The agricultural sector is by no means exempt. Over Memorial Day weekend, the world's largest meat supplier, JBS S.A. of Brazil, was hacked by the Russian-speaking gang known as REvil.

JBS had its data scrambled and some of its computer systems hampered, affecting its operations in several countries.

The company closed all of its U.S. slaughterhouses for part of a day, but the impact was reportedly felt by other businesses associated with it, including farmers, restaurants and grocery stores. The company paid $11 million as protection against future attacks, according to company officials.

“The point is, these attacks are nonstop. They are endless. They are happening every single day,” said George Reeves, the cybersecurity advisor for the Cybersecurity and Infrastructure Security Agency. “These are just the ones that are reported, open source. But I guarantee you there are probably 80% more going on that aren't being reported.”

He said attacks have been reported by New Mexico entities, including universities, state agencies and counties.

Reeves, who works from San Antonio, Texas, said his operation was part of the U.S. Department of Homeland Security for about five years and known as the National Protection Program Directorate. It began operating independently about 2 1/2 years ago.

He made his remarks July 8 as part of a webinar sponsored by the Southwest Border Food Protection and Emergency Preparedness Center. The center is a collaborative initiative of the New Mexico Department of Agriculture and New Mexico State University, including its Cooperative Extension network and College of Agricultural, Consumer and Environmental Sciences.

Marshal Wilson, co-director of the center, said he is not aware of any New Mexico agribusinesses that have been victims of ransomware or that were affected by the JBS attack. Still, he said, all businesses involved in food production, distribution or sales need to be prepared.

“Cybersecurity has been a persistent concern to our nation's critical infrastructure owners, including the food and agriculture sector,” Wilson said. “Recent attacks such as the Colonial Pipeline attack or the one on JBS have shown a need to increase education and awareness so that businesses are better prepared to deal with issues like ransomware.”

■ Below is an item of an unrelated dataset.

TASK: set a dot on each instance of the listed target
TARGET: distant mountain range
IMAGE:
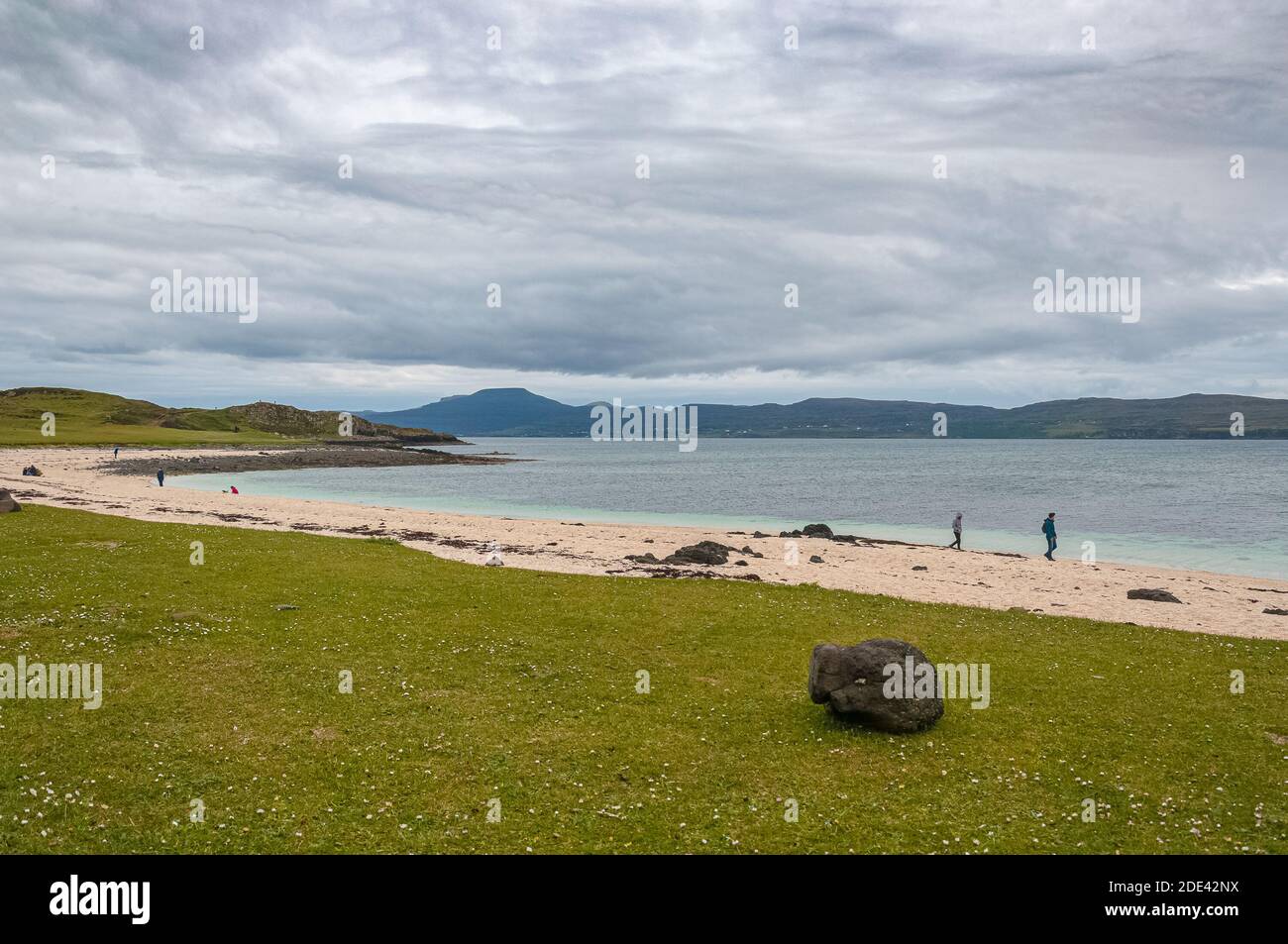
(85, 416)
(516, 412)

Reeves said most businesses are not required by federal or state regulations to do anything to protect their premises or computer systems and data. But he said businesses that do not consider their data or services critical could become “supply chain targets,” affected by cybercrime because they are tied to the main targets.

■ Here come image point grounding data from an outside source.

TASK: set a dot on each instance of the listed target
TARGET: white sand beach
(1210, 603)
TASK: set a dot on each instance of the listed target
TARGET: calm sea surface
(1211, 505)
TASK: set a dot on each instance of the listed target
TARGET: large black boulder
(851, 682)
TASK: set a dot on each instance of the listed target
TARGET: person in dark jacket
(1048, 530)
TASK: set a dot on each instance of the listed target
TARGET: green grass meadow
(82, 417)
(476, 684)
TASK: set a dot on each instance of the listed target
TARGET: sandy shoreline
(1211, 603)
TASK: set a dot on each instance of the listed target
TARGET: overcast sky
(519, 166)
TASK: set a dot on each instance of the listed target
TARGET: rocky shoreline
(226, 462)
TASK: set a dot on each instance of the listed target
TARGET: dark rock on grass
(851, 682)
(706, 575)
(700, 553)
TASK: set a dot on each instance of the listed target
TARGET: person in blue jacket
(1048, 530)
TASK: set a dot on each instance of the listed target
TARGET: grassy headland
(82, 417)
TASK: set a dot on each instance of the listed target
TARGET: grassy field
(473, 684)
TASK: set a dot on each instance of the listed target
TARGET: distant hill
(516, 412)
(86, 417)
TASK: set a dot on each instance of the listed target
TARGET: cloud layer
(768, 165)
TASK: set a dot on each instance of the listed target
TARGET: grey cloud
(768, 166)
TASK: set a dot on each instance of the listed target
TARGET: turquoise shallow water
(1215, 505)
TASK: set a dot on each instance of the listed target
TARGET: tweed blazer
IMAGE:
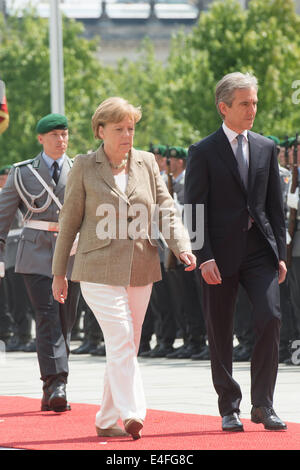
(116, 255)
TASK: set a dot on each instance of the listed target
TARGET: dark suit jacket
(212, 179)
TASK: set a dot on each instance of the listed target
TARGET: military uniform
(19, 305)
(25, 190)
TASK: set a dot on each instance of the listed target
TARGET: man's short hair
(226, 87)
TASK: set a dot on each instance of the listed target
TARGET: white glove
(74, 246)
(293, 199)
(2, 269)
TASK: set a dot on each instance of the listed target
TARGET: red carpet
(23, 426)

Smaller businesses, which are less likely to have sophisticated security measures, could become targets if their computer systems contain data considered attractive to criminals.

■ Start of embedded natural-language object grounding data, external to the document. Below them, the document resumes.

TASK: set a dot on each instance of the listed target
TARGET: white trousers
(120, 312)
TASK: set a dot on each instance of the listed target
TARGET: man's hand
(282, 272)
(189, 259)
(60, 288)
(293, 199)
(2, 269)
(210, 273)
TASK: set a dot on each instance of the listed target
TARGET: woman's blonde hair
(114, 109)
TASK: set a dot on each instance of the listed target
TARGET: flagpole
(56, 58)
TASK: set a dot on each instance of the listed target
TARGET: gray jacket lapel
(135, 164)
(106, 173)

He said businesses have only three options once a ransomware attack occurs: pay the ransom, which is not recommended and could become prohibited by law in the future; use data backups if they exist; or rebuild from scratch.

To avoid being attacked, Reeves gave some preventative steps. Businesses should update manufacturer software often and install patches as soon as they are available. They also should back up critical data frequently and store it on computers not connected to networks or the internet. He also recommended testing backups regularly to ensure data can be restored when needed.

Reeves further recommends that company personnel be trained to recognize possible phishing attempts, which is how malware is often introduced or how systems are hacked. Employees should know not to follow directions of any unsolicited emails that ask employees to download computer files, call a phone number, click on email or website links, or provide sensitive organizational or personal information.

People also should use commercial password management software programs to generate and save passwords that are unique for each account and are complicated. Then change passwords frequently.

“Use the longest password allowed,” he said. “If the minimum is eight (characters) and the maximum is 20, use the 20.”

He explained that “brute force password hacker” programs might be able to crack an eight-character password in a week, but would need “thousands of years” to figure out a complex 20-character password.

Reeves said the agency, which is in the process of hiring a New Mexico advisor, will consult with businesses one-on-one for free and provide them with recommendations about how companies can guard against cybercrime.

“As this ransomware becomes more prevalent here in the United States, we definitely have our work cut out for us,” said Tom Dean, co-director of the Southwest Border Food Protection and Emergency Management Center.